Mais peu à peu, cette paix se mue en étrangeté, puis en angoisse diffuse. Les jours passaient, et mes autres sens, que j'avais cru en éveil, me paraissaient à leurs tours envahissants, trop vifs, presque agressifs. L'odeur des fleurs que j'aimais autrefois me paraissait insupportablement sucrée, le toucher d'un tissu familier irritait ma peau. Je me dis que l'ouïe n'avait été qu'une première étape. Si je voulais atteindre une pureté totale, il fallait aller plus loin. C'est alors qu'un matin, dans un élan que je ne saurais qualifier, je pris une décision. Je n'avais plus besoin de la vue. À quoi bon observer un monde qui m'apparaissait désormais si bruyant, même sans son ? Les couleurs criaient, les formes me fatiguaient. Je bandais mes yeux avec soin, décidant de m'enfermer dans cette obscurité choisie, comme un peintre éteint ses lumières pour se retirer dans son atelier intérieur.

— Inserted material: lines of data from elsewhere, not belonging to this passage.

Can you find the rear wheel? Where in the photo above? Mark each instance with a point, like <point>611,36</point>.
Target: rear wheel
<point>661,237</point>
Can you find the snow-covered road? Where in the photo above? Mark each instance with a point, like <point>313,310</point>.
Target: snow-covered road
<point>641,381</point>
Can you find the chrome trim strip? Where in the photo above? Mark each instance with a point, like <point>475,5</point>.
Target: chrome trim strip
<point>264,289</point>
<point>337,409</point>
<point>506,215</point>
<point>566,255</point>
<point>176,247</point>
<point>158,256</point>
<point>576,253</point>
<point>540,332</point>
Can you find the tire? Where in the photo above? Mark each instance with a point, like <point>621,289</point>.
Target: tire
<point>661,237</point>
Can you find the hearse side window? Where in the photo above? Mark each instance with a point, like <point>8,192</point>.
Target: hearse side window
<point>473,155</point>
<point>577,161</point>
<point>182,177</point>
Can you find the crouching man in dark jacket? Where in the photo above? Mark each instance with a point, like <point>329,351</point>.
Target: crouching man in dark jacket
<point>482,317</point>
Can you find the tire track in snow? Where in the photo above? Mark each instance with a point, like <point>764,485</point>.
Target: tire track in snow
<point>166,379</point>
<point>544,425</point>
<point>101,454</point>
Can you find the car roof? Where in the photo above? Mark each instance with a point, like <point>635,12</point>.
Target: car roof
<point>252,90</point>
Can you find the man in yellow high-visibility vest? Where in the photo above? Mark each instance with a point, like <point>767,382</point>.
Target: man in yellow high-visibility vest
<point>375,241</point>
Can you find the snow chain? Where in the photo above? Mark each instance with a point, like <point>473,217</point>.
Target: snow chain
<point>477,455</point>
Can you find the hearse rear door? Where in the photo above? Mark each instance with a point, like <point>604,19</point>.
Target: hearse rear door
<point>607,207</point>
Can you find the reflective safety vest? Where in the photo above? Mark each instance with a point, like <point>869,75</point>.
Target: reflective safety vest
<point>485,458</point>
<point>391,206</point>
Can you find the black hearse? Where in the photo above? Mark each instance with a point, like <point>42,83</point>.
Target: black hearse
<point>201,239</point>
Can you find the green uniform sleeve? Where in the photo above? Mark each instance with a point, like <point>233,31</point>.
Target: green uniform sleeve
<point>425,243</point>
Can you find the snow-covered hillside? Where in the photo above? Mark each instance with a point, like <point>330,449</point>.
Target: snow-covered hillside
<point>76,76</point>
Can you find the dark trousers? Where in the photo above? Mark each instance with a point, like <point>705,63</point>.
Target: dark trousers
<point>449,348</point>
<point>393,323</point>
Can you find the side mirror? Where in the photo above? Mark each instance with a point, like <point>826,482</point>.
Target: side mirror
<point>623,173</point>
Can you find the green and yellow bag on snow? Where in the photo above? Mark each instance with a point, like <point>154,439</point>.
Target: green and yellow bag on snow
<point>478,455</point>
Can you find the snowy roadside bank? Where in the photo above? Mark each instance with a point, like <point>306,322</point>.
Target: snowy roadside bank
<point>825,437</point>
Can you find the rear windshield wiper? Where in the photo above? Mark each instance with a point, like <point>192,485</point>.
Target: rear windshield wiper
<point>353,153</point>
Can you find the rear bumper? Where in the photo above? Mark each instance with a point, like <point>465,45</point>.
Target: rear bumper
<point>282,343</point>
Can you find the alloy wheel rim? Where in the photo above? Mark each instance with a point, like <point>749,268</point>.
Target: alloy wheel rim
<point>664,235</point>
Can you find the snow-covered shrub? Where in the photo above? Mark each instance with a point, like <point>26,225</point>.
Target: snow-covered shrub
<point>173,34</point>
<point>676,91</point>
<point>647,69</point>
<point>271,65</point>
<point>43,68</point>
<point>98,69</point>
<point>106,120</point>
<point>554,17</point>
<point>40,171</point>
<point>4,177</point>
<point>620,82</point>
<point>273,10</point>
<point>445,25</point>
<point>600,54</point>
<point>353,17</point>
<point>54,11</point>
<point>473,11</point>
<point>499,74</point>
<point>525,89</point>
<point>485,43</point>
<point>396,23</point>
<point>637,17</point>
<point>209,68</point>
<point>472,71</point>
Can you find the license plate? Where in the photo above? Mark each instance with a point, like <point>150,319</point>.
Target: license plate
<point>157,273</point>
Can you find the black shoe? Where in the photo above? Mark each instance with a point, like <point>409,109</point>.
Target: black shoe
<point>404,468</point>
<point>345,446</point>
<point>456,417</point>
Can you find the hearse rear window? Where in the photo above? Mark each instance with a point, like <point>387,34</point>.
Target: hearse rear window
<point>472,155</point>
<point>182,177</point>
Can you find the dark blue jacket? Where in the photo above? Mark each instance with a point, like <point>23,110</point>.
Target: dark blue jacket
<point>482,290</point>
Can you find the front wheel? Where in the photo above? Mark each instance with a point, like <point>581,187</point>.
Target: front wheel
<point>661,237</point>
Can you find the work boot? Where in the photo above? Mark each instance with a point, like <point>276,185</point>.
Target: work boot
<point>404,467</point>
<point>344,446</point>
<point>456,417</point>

Au début, ce fut une révélation encore plus profonde. Sans images, les autres sens semblaient s'harmoniser, comme une symphonie jouée à la perfection. Mais cette harmonie ne dura pas. Les parfums des fleurs me submergeaient, me rendaient presque nauséeux. La texture du pain que je mâchais paraissait grotesque. Mes pensées tournaient en boucle, se heurtant à l'intérieur d'un esprit privé de ses échappatoires habituelles. Une nuit, incapable de trouver le sommeil, je pris une nouvelle résolution : me détacher de l'odorat. Je me bouchai les narines avec un mélange de cire et de coton, créant une barrière contre cette perception. Et à nouveau, je découvrit un calme fugace, avant que la folie ne reprenne. Chaque sens que je supprimais paraissait donner davantage de poids aux autres, les amplifiant jusqu'à la démesure.
Le toucher était devenu une tyrannie. Chaque surface me paraissait hostile, chaque courant d'air une agression. Alors, je pris la décision qui me semblait inévitable : couper le toucher. J'enfilai des gants, des vêtements épais, et tentai de réduire au maximum le contact entre mon corps et le monde extérieur. Je vivais alors dans une sorte de néant sensoriel. Loin de la paix que j'avais espérée, ce vide me terrifiait. Mes pensées s'emballaient, déferlaient comme une tempête dans ce silence absolu. Le moindre souvenir devenait insupportable, le moindre écho du passé un hurlement. Puis, un jour, je me réveillai et pris conscience de ce que j'avais fait. Je m'étais réduit à une coquille vide. Mon esprit, privé de toute ancre au réel, n'était plus qu'un théâtre d'ombres. Je ne pouvais plus percevoir le monde, et pourtant je ne pouvais m'en échapper.